8 Mart 2018
Dünya kadınlar günü kurumsal hediyeler ile geçiştirilecek, arkası boş(!) havalı ifadeler içeren iletişim propagandalarına indirgenecek, 1 tane fazla ürün satmak için pazarlama kampanyalarına alet edilecek bir gün değil.
Tarihsel süreçte; insan hakları temelinde kadınların “siyasi, ekonomik ve sosyal bilincinin geliştirilmesi ve başarılarının kutlanması” adına Birleşmiş Milletler tarafından ilan edilen bu günün varlığına ihtiyaç duyulmuş olması, kurdeleli bir insanlık ayıbı. İnsanın, binlerce yıldır, kütüphaneler ve veri bankaları dolusu birikimine rağmen, çoğunlukla insan olarak gelişimini tamamlayamamış olmasının bir nişanesi.
İçi boşaltılmış ve ticari saçmalıklarla özdeşleşmeyen; kadınların kendilerini yaptıkları ile tanımladığı, tek başlarına ayakta durabilme, hayatlarının ve mutluluklarının sorumluluklarını alabilme özgüveni, aklı ve gücüne sahip oldukları sıradan bir 8 Mart umuduyla...

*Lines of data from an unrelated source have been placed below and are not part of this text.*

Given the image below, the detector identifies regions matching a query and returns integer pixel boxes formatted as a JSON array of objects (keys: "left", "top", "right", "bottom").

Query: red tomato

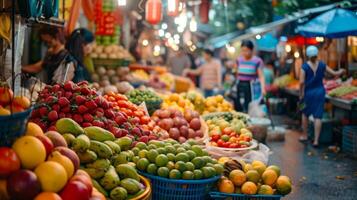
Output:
[{"left": 0, "top": 147, "right": 20, "bottom": 177}]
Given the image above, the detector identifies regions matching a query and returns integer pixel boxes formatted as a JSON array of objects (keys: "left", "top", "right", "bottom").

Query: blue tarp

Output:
[{"left": 297, "top": 8, "right": 357, "bottom": 38}]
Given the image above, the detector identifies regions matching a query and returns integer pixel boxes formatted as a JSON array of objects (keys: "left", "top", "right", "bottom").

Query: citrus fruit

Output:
[
  {"left": 34, "top": 192, "right": 62, "bottom": 200},
  {"left": 169, "top": 169, "right": 181, "bottom": 179},
  {"left": 146, "top": 149, "right": 159, "bottom": 163},
  {"left": 157, "top": 167, "right": 170, "bottom": 178},
  {"left": 241, "top": 181, "right": 257, "bottom": 195},
  {"left": 175, "top": 161, "right": 186, "bottom": 172},
  {"left": 218, "top": 179, "right": 235, "bottom": 193},
  {"left": 262, "top": 169, "right": 278, "bottom": 186},
  {"left": 246, "top": 170, "right": 260, "bottom": 183},
  {"left": 155, "top": 154, "right": 169, "bottom": 167},
  {"left": 275, "top": 176, "right": 292, "bottom": 195},
  {"left": 136, "top": 158, "right": 150, "bottom": 171},
  {"left": 12, "top": 136, "right": 46, "bottom": 169},
  {"left": 35, "top": 161, "right": 67, "bottom": 192},
  {"left": 229, "top": 169, "right": 247, "bottom": 186},
  {"left": 47, "top": 151, "right": 74, "bottom": 178},
  {"left": 25, "top": 122, "right": 44, "bottom": 136},
  {"left": 146, "top": 163, "right": 157, "bottom": 175},
  {"left": 182, "top": 171, "right": 195, "bottom": 180},
  {"left": 266, "top": 165, "right": 280, "bottom": 176},
  {"left": 175, "top": 153, "right": 190, "bottom": 162},
  {"left": 258, "top": 185, "right": 274, "bottom": 195}
]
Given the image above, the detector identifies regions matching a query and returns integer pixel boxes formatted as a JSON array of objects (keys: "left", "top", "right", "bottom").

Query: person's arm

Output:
[
  {"left": 326, "top": 66, "right": 346, "bottom": 76},
  {"left": 299, "top": 67, "right": 305, "bottom": 100},
  {"left": 22, "top": 61, "right": 43, "bottom": 73}
]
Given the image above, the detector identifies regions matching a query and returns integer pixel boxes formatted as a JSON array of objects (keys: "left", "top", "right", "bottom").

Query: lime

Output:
[
  {"left": 169, "top": 169, "right": 181, "bottom": 179},
  {"left": 136, "top": 158, "right": 150, "bottom": 171},
  {"left": 191, "top": 145, "right": 203, "bottom": 156},
  {"left": 175, "top": 161, "right": 186, "bottom": 172},
  {"left": 193, "top": 169, "right": 203, "bottom": 179},
  {"left": 155, "top": 154, "right": 169, "bottom": 167},
  {"left": 182, "top": 171, "right": 195, "bottom": 180},
  {"left": 138, "top": 149, "right": 148, "bottom": 158},
  {"left": 166, "top": 161, "right": 175, "bottom": 170},
  {"left": 186, "top": 150, "right": 196, "bottom": 160},
  {"left": 191, "top": 157, "right": 206, "bottom": 169},
  {"left": 185, "top": 162, "right": 195, "bottom": 172},
  {"left": 135, "top": 142, "right": 147, "bottom": 150},
  {"left": 166, "top": 153, "right": 176, "bottom": 161},
  {"left": 157, "top": 167, "right": 170, "bottom": 178},
  {"left": 175, "top": 153, "right": 190, "bottom": 162},
  {"left": 146, "top": 163, "right": 157, "bottom": 175},
  {"left": 146, "top": 149, "right": 159, "bottom": 163}
]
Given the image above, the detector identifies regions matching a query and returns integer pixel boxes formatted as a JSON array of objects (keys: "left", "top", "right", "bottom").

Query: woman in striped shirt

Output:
[{"left": 235, "top": 40, "right": 265, "bottom": 112}]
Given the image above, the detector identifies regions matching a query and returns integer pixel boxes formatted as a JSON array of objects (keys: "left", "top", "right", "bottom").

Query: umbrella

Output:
[{"left": 297, "top": 8, "right": 357, "bottom": 38}]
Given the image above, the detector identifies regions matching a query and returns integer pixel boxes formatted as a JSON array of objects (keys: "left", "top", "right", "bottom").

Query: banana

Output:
[
  {"left": 89, "top": 140, "right": 113, "bottom": 158},
  {"left": 86, "top": 159, "right": 110, "bottom": 171},
  {"left": 83, "top": 168, "right": 105, "bottom": 179},
  {"left": 77, "top": 150, "right": 98, "bottom": 164},
  {"left": 104, "top": 141, "right": 121, "bottom": 153},
  {"left": 100, "top": 166, "right": 120, "bottom": 190},
  {"left": 72, "top": 135, "right": 90, "bottom": 152},
  {"left": 84, "top": 126, "right": 115, "bottom": 142},
  {"left": 92, "top": 179, "right": 108, "bottom": 197}
]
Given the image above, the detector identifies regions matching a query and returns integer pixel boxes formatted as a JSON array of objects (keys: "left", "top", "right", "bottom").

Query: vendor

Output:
[
  {"left": 299, "top": 46, "right": 345, "bottom": 147},
  {"left": 22, "top": 26, "right": 74, "bottom": 84},
  {"left": 183, "top": 49, "right": 222, "bottom": 97},
  {"left": 234, "top": 40, "right": 265, "bottom": 111}
]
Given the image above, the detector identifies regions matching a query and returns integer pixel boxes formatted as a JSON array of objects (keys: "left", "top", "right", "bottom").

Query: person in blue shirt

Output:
[{"left": 300, "top": 46, "right": 345, "bottom": 147}]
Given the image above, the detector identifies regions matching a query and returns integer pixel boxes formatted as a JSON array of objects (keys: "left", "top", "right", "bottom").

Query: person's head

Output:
[
  {"left": 66, "top": 28, "right": 94, "bottom": 62},
  {"left": 306, "top": 45, "right": 319, "bottom": 62},
  {"left": 241, "top": 40, "right": 254, "bottom": 59},
  {"left": 40, "top": 26, "right": 66, "bottom": 49},
  {"left": 202, "top": 49, "right": 213, "bottom": 61}
]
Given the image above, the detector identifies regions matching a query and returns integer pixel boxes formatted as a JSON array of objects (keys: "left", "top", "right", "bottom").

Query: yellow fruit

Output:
[
  {"left": 241, "top": 181, "right": 257, "bottom": 195},
  {"left": 275, "top": 176, "right": 292, "bottom": 195},
  {"left": 258, "top": 185, "right": 274, "bottom": 195},
  {"left": 229, "top": 169, "right": 247, "bottom": 186},
  {"left": 12, "top": 136, "right": 46, "bottom": 169},
  {"left": 47, "top": 151, "right": 74, "bottom": 179},
  {"left": 35, "top": 161, "right": 68, "bottom": 193},
  {"left": 218, "top": 179, "right": 235, "bottom": 193},
  {"left": 262, "top": 169, "right": 278, "bottom": 186},
  {"left": 25, "top": 122, "right": 44, "bottom": 136},
  {"left": 252, "top": 160, "right": 267, "bottom": 175},
  {"left": 246, "top": 169, "right": 260, "bottom": 183}
]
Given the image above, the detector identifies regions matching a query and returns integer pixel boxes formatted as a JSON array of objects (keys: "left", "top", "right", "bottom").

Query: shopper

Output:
[
  {"left": 66, "top": 28, "right": 94, "bottom": 82},
  {"left": 183, "top": 49, "right": 222, "bottom": 97},
  {"left": 300, "top": 46, "right": 345, "bottom": 147},
  {"left": 22, "top": 26, "right": 74, "bottom": 84},
  {"left": 234, "top": 40, "right": 265, "bottom": 112},
  {"left": 167, "top": 47, "right": 191, "bottom": 76}
]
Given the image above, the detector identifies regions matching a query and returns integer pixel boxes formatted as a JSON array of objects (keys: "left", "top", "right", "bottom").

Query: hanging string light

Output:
[
  {"left": 145, "top": 0, "right": 162, "bottom": 25},
  {"left": 167, "top": 0, "right": 180, "bottom": 17}
]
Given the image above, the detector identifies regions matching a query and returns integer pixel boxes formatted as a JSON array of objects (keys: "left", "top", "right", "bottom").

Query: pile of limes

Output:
[{"left": 132, "top": 139, "right": 224, "bottom": 180}]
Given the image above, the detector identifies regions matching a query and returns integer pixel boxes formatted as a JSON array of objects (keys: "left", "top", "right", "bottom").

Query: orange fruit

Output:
[
  {"left": 13, "top": 96, "right": 31, "bottom": 109},
  {"left": 25, "top": 122, "right": 44, "bottom": 136},
  {"left": 12, "top": 136, "right": 46, "bottom": 169},
  {"left": 34, "top": 192, "right": 62, "bottom": 200},
  {"left": 35, "top": 161, "right": 68, "bottom": 192}
]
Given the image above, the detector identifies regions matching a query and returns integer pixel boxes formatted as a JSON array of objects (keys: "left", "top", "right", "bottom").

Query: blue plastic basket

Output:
[
  {"left": 342, "top": 126, "right": 357, "bottom": 158},
  {"left": 209, "top": 192, "right": 283, "bottom": 200},
  {"left": 140, "top": 172, "right": 220, "bottom": 200},
  {"left": 0, "top": 108, "right": 32, "bottom": 146}
]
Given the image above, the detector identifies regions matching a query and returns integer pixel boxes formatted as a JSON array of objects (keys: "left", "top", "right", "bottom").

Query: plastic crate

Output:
[
  {"left": 209, "top": 192, "right": 283, "bottom": 200},
  {"left": 140, "top": 172, "right": 219, "bottom": 200},
  {"left": 0, "top": 108, "right": 32, "bottom": 146},
  {"left": 342, "top": 126, "right": 357, "bottom": 158}
]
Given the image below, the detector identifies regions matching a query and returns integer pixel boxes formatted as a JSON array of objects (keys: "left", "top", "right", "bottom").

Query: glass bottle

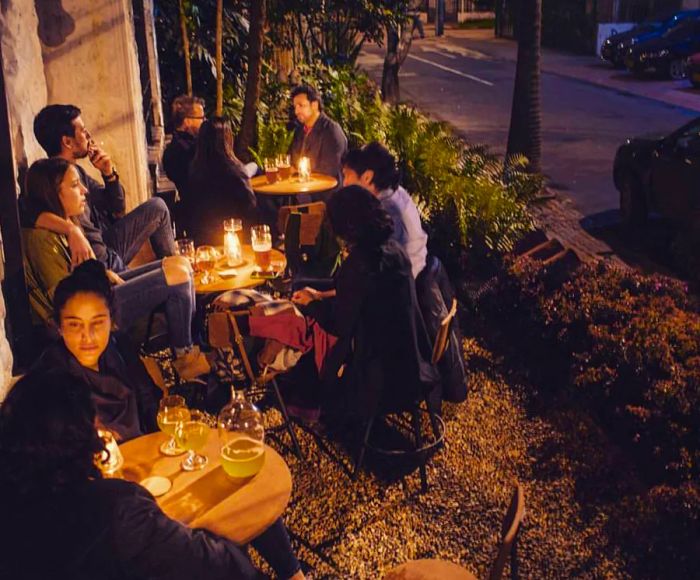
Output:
[{"left": 217, "top": 385, "right": 265, "bottom": 478}]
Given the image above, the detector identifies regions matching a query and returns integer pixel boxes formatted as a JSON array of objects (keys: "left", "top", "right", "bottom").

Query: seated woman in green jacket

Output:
[{"left": 22, "top": 157, "right": 209, "bottom": 380}]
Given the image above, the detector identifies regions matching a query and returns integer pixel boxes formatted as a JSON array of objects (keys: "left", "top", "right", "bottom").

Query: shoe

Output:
[{"left": 173, "top": 346, "right": 211, "bottom": 381}]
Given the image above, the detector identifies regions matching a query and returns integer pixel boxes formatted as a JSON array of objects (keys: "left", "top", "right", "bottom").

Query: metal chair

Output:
[
  {"left": 384, "top": 484, "right": 525, "bottom": 580},
  {"left": 353, "top": 299, "right": 457, "bottom": 492}
]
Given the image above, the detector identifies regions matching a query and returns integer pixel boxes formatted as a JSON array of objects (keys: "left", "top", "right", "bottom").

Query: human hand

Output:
[
  {"left": 88, "top": 143, "right": 114, "bottom": 177},
  {"left": 68, "top": 226, "right": 95, "bottom": 269},
  {"left": 107, "top": 270, "right": 124, "bottom": 286},
  {"left": 292, "top": 286, "right": 322, "bottom": 306}
]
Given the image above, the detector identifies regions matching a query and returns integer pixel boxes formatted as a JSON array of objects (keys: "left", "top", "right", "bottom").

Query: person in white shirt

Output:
[{"left": 343, "top": 141, "right": 428, "bottom": 279}]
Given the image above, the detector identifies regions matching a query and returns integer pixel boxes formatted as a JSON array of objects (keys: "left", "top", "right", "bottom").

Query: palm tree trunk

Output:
[
  {"left": 507, "top": 0, "right": 542, "bottom": 173},
  {"left": 215, "top": 0, "right": 224, "bottom": 117},
  {"left": 236, "top": 0, "right": 266, "bottom": 161},
  {"left": 179, "top": 0, "right": 192, "bottom": 96}
]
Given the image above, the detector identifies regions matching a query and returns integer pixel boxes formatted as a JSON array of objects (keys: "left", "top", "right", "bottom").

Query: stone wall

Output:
[{"left": 35, "top": 0, "right": 150, "bottom": 209}]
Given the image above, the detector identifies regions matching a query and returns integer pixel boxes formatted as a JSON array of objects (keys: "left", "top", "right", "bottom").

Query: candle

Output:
[{"left": 299, "top": 157, "right": 311, "bottom": 183}]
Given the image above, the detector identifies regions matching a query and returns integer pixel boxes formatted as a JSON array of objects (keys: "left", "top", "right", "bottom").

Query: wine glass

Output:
[
  {"left": 157, "top": 395, "right": 190, "bottom": 456},
  {"left": 175, "top": 409, "right": 213, "bottom": 471},
  {"left": 175, "top": 238, "right": 194, "bottom": 265},
  {"left": 194, "top": 246, "right": 218, "bottom": 284},
  {"left": 250, "top": 225, "right": 272, "bottom": 272}
]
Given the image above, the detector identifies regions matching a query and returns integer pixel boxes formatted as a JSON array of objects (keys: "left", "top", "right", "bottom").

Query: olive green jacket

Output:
[{"left": 22, "top": 228, "right": 70, "bottom": 324}]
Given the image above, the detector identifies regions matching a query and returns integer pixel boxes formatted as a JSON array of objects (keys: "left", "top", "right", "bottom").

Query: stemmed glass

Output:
[
  {"left": 194, "top": 246, "right": 218, "bottom": 284},
  {"left": 157, "top": 395, "right": 190, "bottom": 456},
  {"left": 175, "top": 409, "right": 213, "bottom": 471}
]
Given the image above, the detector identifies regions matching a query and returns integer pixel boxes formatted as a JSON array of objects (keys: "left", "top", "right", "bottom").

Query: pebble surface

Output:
[{"left": 255, "top": 339, "right": 630, "bottom": 579}]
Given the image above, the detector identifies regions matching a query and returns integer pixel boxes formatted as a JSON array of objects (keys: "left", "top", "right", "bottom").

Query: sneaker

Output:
[{"left": 173, "top": 346, "right": 211, "bottom": 381}]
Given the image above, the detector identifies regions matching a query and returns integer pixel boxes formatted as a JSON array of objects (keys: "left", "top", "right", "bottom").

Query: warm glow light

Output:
[{"left": 299, "top": 157, "right": 311, "bottom": 182}]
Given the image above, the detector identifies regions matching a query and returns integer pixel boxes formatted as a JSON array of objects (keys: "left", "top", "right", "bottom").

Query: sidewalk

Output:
[{"left": 432, "top": 27, "right": 700, "bottom": 112}]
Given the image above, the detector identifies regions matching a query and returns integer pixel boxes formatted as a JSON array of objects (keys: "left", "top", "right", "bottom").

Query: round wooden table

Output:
[
  {"left": 194, "top": 244, "right": 287, "bottom": 294},
  {"left": 250, "top": 173, "right": 338, "bottom": 197},
  {"left": 119, "top": 429, "right": 292, "bottom": 544}
]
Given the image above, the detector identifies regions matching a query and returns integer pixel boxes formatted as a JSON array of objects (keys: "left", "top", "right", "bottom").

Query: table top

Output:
[
  {"left": 250, "top": 173, "right": 338, "bottom": 195},
  {"left": 194, "top": 244, "right": 287, "bottom": 294},
  {"left": 119, "top": 429, "right": 292, "bottom": 544}
]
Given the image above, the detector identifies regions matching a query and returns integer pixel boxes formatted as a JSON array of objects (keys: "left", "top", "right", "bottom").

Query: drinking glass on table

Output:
[
  {"left": 194, "top": 246, "right": 219, "bottom": 284},
  {"left": 157, "top": 395, "right": 190, "bottom": 455},
  {"left": 175, "top": 409, "right": 213, "bottom": 471},
  {"left": 175, "top": 238, "right": 194, "bottom": 266},
  {"left": 277, "top": 155, "right": 292, "bottom": 181},
  {"left": 265, "top": 159, "right": 279, "bottom": 184},
  {"left": 250, "top": 225, "right": 272, "bottom": 272}
]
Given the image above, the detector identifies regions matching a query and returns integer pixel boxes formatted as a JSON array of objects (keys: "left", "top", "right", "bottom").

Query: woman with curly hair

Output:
[
  {"left": 0, "top": 372, "right": 304, "bottom": 580},
  {"left": 292, "top": 185, "right": 437, "bottom": 417}
]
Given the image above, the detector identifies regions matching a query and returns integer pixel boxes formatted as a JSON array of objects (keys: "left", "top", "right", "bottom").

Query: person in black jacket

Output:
[
  {"left": 0, "top": 371, "right": 304, "bottom": 580},
  {"left": 185, "top": 117, "right": 256, "bottom": 245},
  {"left": 20, "top": 105, "right": 175, "bottom": 273}
]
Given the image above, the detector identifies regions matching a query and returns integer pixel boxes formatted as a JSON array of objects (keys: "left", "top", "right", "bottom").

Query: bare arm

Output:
[{"left": 35, "top": 211, "right": 95, "bottom": 267}]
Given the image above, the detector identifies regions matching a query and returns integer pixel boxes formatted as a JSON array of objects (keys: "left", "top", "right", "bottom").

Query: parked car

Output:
[
  {"left": 613, "top": 117, "right": 700, "bottom": 227},
  {"left": 688, "top": 52, "right": 700, "bottom": 89},
  {"left": 625, "top": 18, "right": 700, "bottom": 80},
  {"left": 600, "top": 10, "right": 700, "bottom": 68}
]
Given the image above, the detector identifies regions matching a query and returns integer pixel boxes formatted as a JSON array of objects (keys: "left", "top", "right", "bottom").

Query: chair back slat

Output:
[
  {"left": 489, "top": 484, "right": 525, "bottom": 580},
  {"left": 430, "top": 298, "right": 457, "bottom": 365}
]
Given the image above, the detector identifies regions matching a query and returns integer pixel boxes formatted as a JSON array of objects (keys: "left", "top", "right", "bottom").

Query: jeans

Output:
[
  {"left": 114, "top": 260, "right": 195, "bottom": 348},
  {"left": 250, "top": 518, "right": 301, "bottom": 579},
  {"left": 102, "top": 197, "right": 175, "bottom": 277}
]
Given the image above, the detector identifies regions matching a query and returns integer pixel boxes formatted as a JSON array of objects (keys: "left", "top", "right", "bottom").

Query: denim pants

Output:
[
  {"left": 114, "top": 260, "right": 195, "bottom": 348},
  {"left": 102, "top": 197, "right": 175, "bottom": 270},
  {"left": 250, "top": 518, "right": 301, "bottom": 578}
]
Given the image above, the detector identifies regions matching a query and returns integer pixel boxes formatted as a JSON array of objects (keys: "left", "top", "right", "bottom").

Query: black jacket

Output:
[
  {"left": 32, "top": 336, "right": 159, "bottom": 441},
  {"left": 289, "top": 113, "right": 348, "bottom": 184},
  {"left": 0, "top": 479, "right": 256, "bottom": 580},
  {"left": 308, "top": 240, "right": 439, "bottom": 416}
]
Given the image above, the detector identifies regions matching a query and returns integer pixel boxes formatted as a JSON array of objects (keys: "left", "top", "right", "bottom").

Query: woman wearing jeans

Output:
[{"left": 22, "top": 157, "right": 209, "bottom": 380}]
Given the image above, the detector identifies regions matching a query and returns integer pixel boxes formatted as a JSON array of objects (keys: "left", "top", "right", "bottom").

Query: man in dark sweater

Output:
[
  {"left": 289, "top": 85, "right": 348, "bottom": 186},
  {"left": 20, "top": 105, "right": 175, "bottom": 272},
  {"left": 163, "top": 95, "right": 206, "bottom": 195}
]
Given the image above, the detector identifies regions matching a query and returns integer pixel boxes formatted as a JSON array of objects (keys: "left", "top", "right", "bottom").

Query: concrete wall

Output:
[{"left": 35, "top": 0, "right": 150, "bottom": 209}]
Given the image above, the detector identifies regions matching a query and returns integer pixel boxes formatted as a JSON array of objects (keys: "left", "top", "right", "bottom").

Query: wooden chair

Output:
[
  {"left": 353, "top": 299, "right": 457, "bottom": 492},
  {"left": 384, "top": 484, "right": 525, "bottom": 580},
  {"left": 209, "top": 310, "right": 304, "bottom": 461}
]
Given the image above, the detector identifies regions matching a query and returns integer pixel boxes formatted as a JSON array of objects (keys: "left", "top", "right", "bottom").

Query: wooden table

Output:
[
  {"left": 194, "top": 244, "right": 287, "bottom": 294},
  {"left": 119, "top": 430, "right": 292, "bottom": 544},
  {"left": 250, "top": 173, "right": 338, "bottom": 197}
]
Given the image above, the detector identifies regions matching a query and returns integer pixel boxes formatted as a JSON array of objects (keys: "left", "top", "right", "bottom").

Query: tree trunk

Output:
[
  {"left": 236, "top": 0, "right": 265, "bottom": 161},
  {"left": 215, "top": 0, "right": 223, "bottom": 117},
  {"left": 507, "top": 0, "right": 542, "bottom": 173},
  {"left": 179, "top": 0, "right": 192, "bottom": 96},
  {"left": 382, "top": 22, "right": 413, "bottom": 105}
]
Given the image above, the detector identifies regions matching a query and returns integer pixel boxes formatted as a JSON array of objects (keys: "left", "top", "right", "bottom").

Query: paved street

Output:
[{"left": 360, "top": 30, "right": 700, "bottom": 225}]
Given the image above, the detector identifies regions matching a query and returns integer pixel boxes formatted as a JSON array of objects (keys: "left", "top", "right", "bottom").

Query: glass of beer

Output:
[
  {"left": 175, "top": 409, "right": 213, "bottom": 471},
  {"left": 194, "top": 246, "right": 218, "bottom": 284},
  {"left": 277, "top": 155, "right": 292, "bottom": 181},
  {"left": 156, "top": 395, "right": 190, "bottom": 455},
  {"left": 250, "top": 225, "right": 272, "bottom": 272},
  {"left": 175, "top": 238, "right": 194, "bottom": 267},
  {"left": 265, "top": 159, "right": 279, "bottom": 184}
]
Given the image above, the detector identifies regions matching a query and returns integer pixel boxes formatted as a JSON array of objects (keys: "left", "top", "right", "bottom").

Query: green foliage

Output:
[{"left": 250, "top": 120, "right": 294, "bottom": 167}]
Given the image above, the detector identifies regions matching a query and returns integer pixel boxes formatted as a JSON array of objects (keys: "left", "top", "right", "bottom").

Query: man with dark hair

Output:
[
  {"left": 21, "top": 105, "right": 175, "bottom": 272},
  {"left": 163, "top": 95, "right": 206, "bottom": 193},
  {"left": 289, "top": 85, "right": 348, "bottom": 185},
  {"left": 343, "top": 141, "right": 428, "bottom": 278}
]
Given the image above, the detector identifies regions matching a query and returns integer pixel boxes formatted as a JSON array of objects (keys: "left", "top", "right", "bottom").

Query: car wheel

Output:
[
  {"left": 620, "top": 174, "right": 648, "bottom": 228},
  {"left": 668, "top": 58, "right": 687, "bottom": 81}
]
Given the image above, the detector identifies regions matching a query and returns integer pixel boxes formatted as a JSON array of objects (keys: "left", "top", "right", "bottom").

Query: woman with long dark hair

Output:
[
  {"left": 22, "top": 157, "right": 208, "bottom": 379},
  {"left": 0, "top": 372, "right": 304, "bottom": 580},
  {"left": 183, "top": 117, "right": 257, "bottom": 245}
]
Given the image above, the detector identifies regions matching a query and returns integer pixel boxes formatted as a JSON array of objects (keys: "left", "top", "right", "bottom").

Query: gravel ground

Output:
[{"left": 253, "top": 340, "right": 629, "bottom": 579}]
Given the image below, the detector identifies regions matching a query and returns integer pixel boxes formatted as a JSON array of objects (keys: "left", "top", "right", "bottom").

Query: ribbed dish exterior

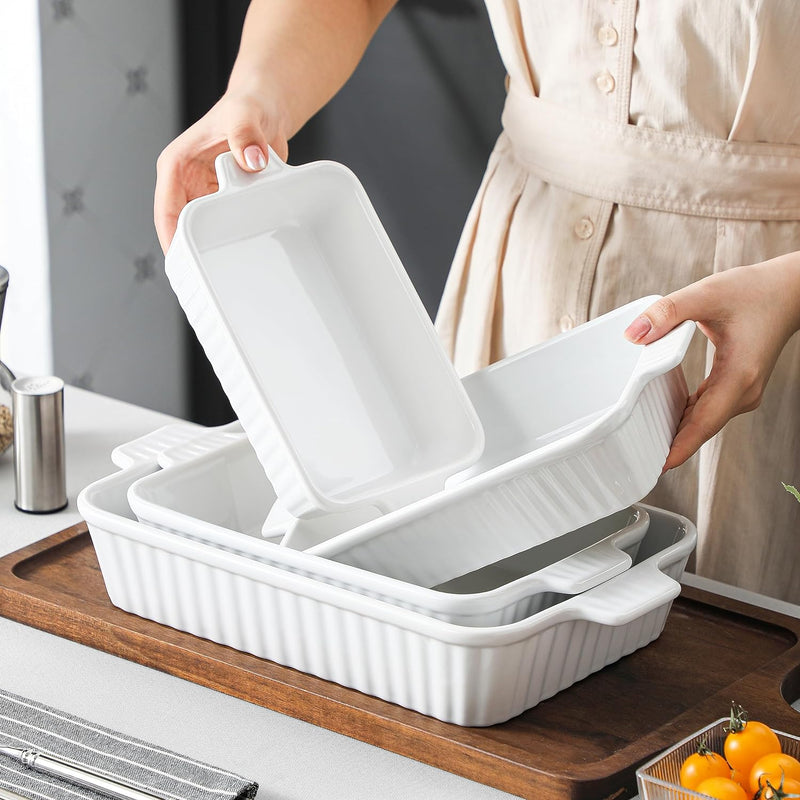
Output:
[
  {"left": 320, "top": 367, "right": 687, "bottom": 586},
  {"left": 87, "top": 515, "right": 688, "bottom": 726},
  {"left": 165, "top": 237, "right": 316, "bottom": 517}
]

“There is no time for despair, no place for self-pity, no need for silence, no room for fear. We speak, we write, we do language. This is how civilizations heal. I know the world is bruised and bleeding, though it is important not to ignore its pain, it is also critical to refuse to succumb to its malevolance. Like failure, chaos contains information that can lead to knowledge - even wisdom.”